Republik Ludruk Indonesia menggelar pentas Ludruk Charity dengan membawakan ulang cerita-cerita dari grup Kartolo Cs. Pentas bertajuk amal ini diadakan, demi membantu Cak Sapari, salah satu seniman ludruk legendaris dalam grup Kartolo Cs, yang saat ini terbaring sakit.
Cak Sapari seorang seniman ludruk kelahiran 5 Juli 1948 itu terbaring sakit sejak 8 bulan terakhir di rumahnya, Simo Mulyo Baru, Surabaya. Bahkan, sampai saat ini masih belum diketahui jenis penyakit yang menggerogoti tubuhnya hingga kurus itu.
“Pengobatan Cak Sapari ke rumah sakit juga terpaksa terhenti karena terbatasnya biaya yang dimiliki keluarga. Biaya untuk membeli obat-obatan selama ini juga didapat melalui rezeki yang dibagikan rekan seniman atau siapa pun yang datang membesuk Cak Sapari,” ujar Robets Bayoned, Founder Republik Ludruk Indonesia, Jumat (17/6/2022) pada suarasurabaya.net.
Sebagai informasi, Republik Ludruk Indonesia sendiri baru dibentuk tahun 2021 dengan gabungan tiga grup ludruk, yakni The Luntas Indonesia, Ludruk Baladda Indonesia dan Ludruk Santri Abioso Pasuruan.
Sementara itu, Ludruk Charity yang digelar kali ini adalah kolaborasi antara The Luntas Indonesia yang memiliki 15 personel dan berdiri tahun 2016 lalu di Surabaya, dengan Ludruk Baladda Indonesia yang beranggotakan sembilan orang, serta baru berdiri 2021 bersamaan dengan Republik Ludruk Indonesia.
Ludruk Charity akan digelar dua kali, yaitu Sabtu (18/6/2022) besok yang bertempat di Warung Mbah Cokro, Jalan Raya Prapen 22 Surabaya pukul 19.27 WIB. Nantinya gelaran pertama tersebut akan membawakan cerita Jas Ontang-Anting, milik Kartolo Cs yang dipentaskan versi Republik Ludruk Indonesia.
Sementara gelaran kedua akan dilaksanakan pada Rabu (22/6/2022), di Cafe Kayoon Heritage, Jalan Embong Kemiri 19-21 Surabaya pukul 19.27 WIB, dengan membawakan cerita Warung Kintel
“Konsep kita kekinian, anak muda, tapi tidak meninggalkan kekhasan yang ada yaitu dibuka dengan kidungan Jula Juli,” kata Robets Bayoned.

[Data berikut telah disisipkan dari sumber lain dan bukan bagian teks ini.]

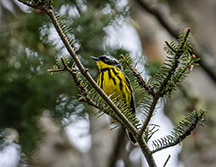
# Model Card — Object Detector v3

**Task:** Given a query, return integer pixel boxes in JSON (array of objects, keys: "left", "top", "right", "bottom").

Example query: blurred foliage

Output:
[{"left": 0, "top": 0, "right": 132, "bottom": 157}]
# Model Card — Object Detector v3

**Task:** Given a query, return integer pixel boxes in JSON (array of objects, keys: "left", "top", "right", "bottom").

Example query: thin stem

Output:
[
  {"left": 136, "top": 136, "right": 157, "bottom": 167},
  {"left": 163, "top": 155, "right": 171, "bottom": 167},
  {"left": 139, "top": 96, "right": 159, "bottom": 135},
  {"left": 18, "top": 0, "right": 37, "bottom": 9}
]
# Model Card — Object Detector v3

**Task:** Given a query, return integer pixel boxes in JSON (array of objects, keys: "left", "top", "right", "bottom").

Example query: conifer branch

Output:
[
  {"left": 151, "top": 110, "right": 205, "bottom": 154},
  {"left": 139, "top": 29, "right": 190, "bottom": 135},
  {"left": 120, "top": 54, "right": 155, "bottom": 96}
]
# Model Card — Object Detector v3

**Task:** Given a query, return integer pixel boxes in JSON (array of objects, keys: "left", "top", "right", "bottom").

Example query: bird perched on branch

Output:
[{"left": 91, "top": 55, "right": 136, "bottom": 143}]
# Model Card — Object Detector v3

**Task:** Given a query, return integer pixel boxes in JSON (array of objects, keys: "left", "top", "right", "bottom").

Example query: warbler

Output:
[{"left": 91, "top": 55, "right": 136, "bottom": 143}]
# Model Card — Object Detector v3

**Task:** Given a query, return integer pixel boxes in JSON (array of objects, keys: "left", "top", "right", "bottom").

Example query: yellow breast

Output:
[{"left": 97, "top": 62, "right": 131, "bottom": 107}]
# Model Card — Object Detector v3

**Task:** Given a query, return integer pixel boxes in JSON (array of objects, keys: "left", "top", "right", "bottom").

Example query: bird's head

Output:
[{"left": 91, "top": 55, "right": 122, "bottom": 70}]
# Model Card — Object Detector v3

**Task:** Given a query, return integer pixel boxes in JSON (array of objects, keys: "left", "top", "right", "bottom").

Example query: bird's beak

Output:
[{"left": 90, "top": 56, "right": 99, "bottom": 61}]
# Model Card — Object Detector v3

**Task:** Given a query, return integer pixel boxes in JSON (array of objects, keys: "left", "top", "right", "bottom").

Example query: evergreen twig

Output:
[{"left": 120, "top": 54, "right": 155, "bottom": 96}]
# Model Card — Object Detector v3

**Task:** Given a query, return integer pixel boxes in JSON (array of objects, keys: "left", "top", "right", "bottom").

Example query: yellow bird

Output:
[{"left": 91, "top": 55, "right": 136, "bottom": 143}]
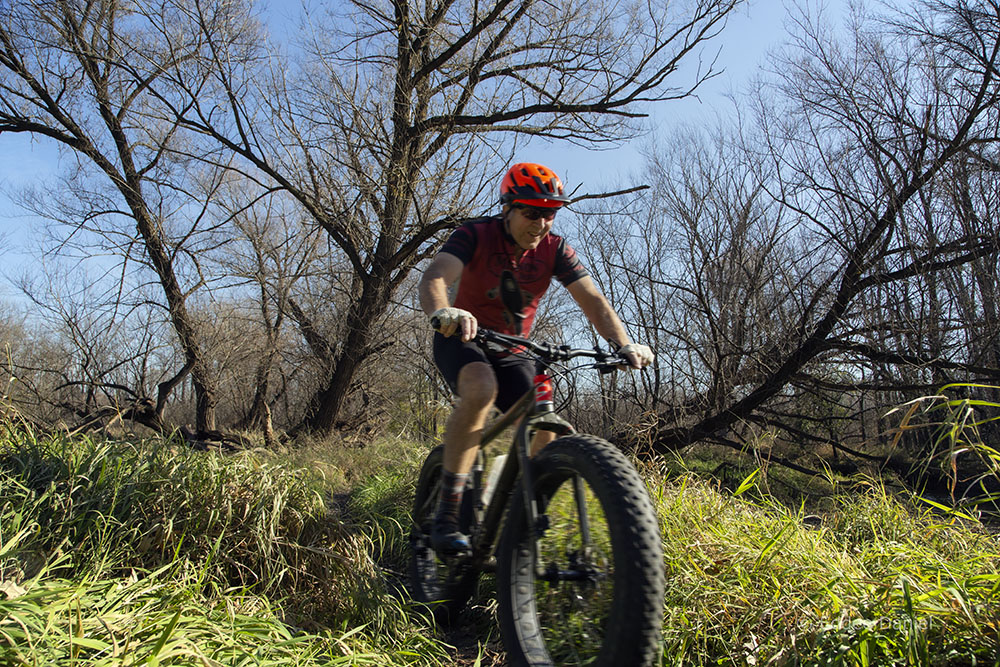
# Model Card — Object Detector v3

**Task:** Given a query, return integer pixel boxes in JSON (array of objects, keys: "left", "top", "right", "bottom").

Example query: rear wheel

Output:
[
  {"left": 497, "top": 435, "right": 665, "bottom": 665},
  {"left": 410, "top": 447, "right": 479, "bottom": 624}
]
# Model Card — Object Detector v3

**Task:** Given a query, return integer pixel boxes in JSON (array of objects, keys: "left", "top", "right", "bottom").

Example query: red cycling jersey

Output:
[{"left": 441, "top": 216, "right": 589, "bottom": 336}]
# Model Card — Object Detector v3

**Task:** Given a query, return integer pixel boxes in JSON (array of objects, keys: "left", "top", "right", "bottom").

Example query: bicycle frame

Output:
[{"left": 462, "top": 364, "right": 576, "bottom": 574}]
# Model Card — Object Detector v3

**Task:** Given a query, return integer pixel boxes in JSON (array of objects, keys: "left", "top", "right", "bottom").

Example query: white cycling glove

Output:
[
  {"left": 618, "top": 343, "right": 654, "bottom": 368},
  {"left": 431, "top": 306, "right": 478, "bottom": 340}
]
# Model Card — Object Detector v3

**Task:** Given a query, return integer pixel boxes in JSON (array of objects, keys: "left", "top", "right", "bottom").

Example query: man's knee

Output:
[{"left": 458, "top": 362, "right": 497, "bottom": 408}]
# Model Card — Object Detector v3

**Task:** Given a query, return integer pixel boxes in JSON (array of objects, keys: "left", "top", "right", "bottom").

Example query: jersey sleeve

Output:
[
  {"left": 441, "top": 220, "right": 476, "bottom": 264},
  {"left": 553, "top": 239, "right": 590, "bottom": 286}
]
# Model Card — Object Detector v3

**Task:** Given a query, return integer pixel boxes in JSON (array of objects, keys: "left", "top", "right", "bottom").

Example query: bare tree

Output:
[
  {"left": 587, "top": 0, "right": 1000, "bottom": 474},
  {"left": 154, "top": 0, "right": 740, "bottom": 432},
  {"left": 0, "top": 0, "right": 254, "bottom": 432}
]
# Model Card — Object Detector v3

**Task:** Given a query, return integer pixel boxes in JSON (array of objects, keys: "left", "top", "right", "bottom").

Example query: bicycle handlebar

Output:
[{"left": 431, "top": 318, "right": 629, "bottom": 372}]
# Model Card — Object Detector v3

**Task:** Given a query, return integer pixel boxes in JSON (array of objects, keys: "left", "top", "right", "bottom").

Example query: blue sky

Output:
[{"left": 0, "top": 0, "right": 847, "bottom": 299}]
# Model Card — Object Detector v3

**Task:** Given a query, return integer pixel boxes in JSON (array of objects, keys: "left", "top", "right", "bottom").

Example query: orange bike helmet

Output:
[{"left": 500, "top": 162, "right": 569, "bottom": 208}]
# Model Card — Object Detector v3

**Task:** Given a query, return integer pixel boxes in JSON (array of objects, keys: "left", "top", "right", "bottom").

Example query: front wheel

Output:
[
  {"left": 497, "top": 435, "right": 665, "bottom": 666},
  {"left": 410, "top": 447, "right": 479, "bottom": 624}
]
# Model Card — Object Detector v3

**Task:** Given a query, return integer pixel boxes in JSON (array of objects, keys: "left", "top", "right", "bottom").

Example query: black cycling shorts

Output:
[{"left": 434, "top": 332, "right": 535, "bottom": 412}]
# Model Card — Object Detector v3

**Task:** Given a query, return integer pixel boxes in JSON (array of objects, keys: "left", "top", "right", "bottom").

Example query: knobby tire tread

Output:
[{"left": 497, "top": 435, "right": 665, "bottom": 666}]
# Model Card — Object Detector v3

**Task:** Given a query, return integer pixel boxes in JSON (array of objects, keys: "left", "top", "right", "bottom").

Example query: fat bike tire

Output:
[
  {"left": 409, "top": 447, "right": 480, "bottom": 625},
  {"left": 497, "top": 434, "right": 665, "bottom": 667}
]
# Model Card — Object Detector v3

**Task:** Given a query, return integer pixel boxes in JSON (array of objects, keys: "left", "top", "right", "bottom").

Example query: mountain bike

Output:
[{"left": 410, "top": 329, "right": 665, "bottom": 667}]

Robets mengatakan, kesenian ludruk mulai dilupakan hingga tidak hanya kesulitan regenerasi pemain, tetapi juga penonton. Oleh sebab itu, sejak 2016 awal berdirinya The Luntas Indonesia, mereka tidak hanya menunggu jadwal manggung tapi berusaha menggelar pentas-pentas di warung, cafe, sampai wisata kuliner.
“Banyak anak muda yang mengira ludruk sudah tidak ada, atau bahkan banyak yang tidak tahu soal ludruk. Jadi kita yang datang ke tempat-tempat dimana anak muda berkumpul,” tutur Robets.
Dengan slogan “Menghidupkan ludruk, tanpa mencari hidup dari ludruk” yang dipegang oleh Republik Ludruk Indonesia, membuat mereka ingin terus mengedukasi terutama generasi muda mengenai kesenian ludruk.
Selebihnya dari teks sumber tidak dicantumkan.